Robert Bundtzen (born 1949) is an American physician and dog musher based in Anchorage, Alaska.

== Early life ==
Bundzten was born in North Dakota in 1949. As a child he lived in New Mexico before his family relocated to Alaska in 1960. The family first lived in Fairbanks, Alaska and later moved to Anderson. There, the family of six lived in a mobile home while his father, an electrical engineer, worked to help to create the Ballistic Missile Early Warning System in Clear. The town of Anderson was small; Bundtzen's school had only one room and the class had twelve pupils, three of whom were his siblings.
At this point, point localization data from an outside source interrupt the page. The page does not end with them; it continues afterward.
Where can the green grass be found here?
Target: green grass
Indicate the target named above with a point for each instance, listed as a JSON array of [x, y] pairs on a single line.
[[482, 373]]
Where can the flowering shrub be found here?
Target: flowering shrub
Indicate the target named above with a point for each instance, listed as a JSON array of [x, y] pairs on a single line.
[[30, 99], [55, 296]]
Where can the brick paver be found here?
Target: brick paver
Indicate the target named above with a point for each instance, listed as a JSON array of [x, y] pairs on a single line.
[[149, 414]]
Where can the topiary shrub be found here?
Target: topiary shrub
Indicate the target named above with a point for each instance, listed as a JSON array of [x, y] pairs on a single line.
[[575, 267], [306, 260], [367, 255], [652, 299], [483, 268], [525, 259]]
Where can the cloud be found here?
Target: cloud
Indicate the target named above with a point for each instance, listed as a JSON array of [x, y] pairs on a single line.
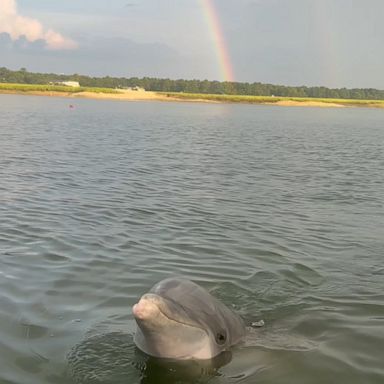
[[18, 26]]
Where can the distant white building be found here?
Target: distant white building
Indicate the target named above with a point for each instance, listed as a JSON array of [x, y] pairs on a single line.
[[69, 83], [136, 88]]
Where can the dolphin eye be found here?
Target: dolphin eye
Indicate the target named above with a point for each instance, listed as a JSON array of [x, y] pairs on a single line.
[[221, 338]]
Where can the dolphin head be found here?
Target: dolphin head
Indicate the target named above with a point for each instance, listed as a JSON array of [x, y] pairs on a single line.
[[178, 319]]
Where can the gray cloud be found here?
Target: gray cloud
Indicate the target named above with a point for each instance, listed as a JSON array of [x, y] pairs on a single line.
[[17, 26]]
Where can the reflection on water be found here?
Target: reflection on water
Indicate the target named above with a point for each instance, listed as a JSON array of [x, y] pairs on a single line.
[[277, 211]]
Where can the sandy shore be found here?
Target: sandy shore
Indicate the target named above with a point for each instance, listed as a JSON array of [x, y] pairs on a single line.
[[129, 95]]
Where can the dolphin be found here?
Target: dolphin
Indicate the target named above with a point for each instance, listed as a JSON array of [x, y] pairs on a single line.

His mother was diagnosed with breast cancer during this time and after she died the family moved back to Fairbanks. Where he enrolled at the University of Alaska. He later attended the University of Washington School of Medicine, earning his Doctor of Medicine in 1975, and subsequently completed his fellowship and residency, focusing on infectious diseases, at the University of Wisconsin in 1978.
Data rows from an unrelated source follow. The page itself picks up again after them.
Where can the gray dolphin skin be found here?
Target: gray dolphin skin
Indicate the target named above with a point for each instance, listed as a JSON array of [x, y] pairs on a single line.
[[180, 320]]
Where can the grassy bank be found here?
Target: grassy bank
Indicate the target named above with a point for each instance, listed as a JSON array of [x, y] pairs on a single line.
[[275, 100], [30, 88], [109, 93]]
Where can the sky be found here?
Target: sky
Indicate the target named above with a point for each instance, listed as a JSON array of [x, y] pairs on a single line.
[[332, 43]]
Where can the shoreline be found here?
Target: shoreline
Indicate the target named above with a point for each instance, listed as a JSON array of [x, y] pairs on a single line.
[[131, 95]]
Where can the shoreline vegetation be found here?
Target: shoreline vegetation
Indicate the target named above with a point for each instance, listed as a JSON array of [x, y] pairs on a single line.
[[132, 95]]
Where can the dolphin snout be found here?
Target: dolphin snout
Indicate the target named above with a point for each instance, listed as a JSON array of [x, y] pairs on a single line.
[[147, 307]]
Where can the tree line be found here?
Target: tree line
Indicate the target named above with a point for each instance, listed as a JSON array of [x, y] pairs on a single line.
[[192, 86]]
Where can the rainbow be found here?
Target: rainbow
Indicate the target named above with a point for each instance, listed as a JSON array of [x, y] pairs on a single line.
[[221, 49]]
== Career as a dog musher ==
Though Bundzten first experimented with mushing in the '60s as a teenager growing up in Alaska, he did not take the sport seriously until the '90s. His competed in the Iditarod Trail Sled Dog Race for the first time in 1995, taking 13 days, 9 hours, 55 minutes, and 9 seconds to complete the course and coming in 40th place. To date, his best time is 10 days, 15 hours, 25 minutes, and 15 seconds, a time he achieved in 2006, and his highest position was achieved in 1997, when he placed 27th. According to the Iditarod's official website, he has won a combined total of $14,607.88 in prize money.

===Race history===

| Year | Position | Time (h:min:s) |
|---|---|---|
| 1995 | 40th | 13 days, 09:55:09 |
| 1997 | 27th | 12 days, 01:32:43 |
| 1999 | 28th | 12 days, 15:04:15 |
| 2001 | 31st | 12 days, 15:38:43 |
| 2002 | 31st | 11 days, 00:34:42 |
| 2003 | 28th | 11 days, 15:18:54 |
| 2004 | 38th | 11 days, 06:53:00 |
| 2005 | 39th | 11 days, 18:45:30 |
| 2006 | 30th | 10 days, 15:25:15 |
| 2007 | 43rd | 12 days, 14:21:17 |
| 2008 | 35th | 11 days, 05:58:45 |
| 2009 | 34th | 12 days, 13:24:30 |
| 2014 | 42nd | 11 days, 20:23:18 |
| 2016 | 54th | 11 days, 08:10:25 |

== Personal life ==
Bundtzen is married to Joan Bundzten (b. c. 1948), a chemical pathologist. They have a son and two grandsons. Both he and his wife practice medicine in Anchorage. He has three siblings.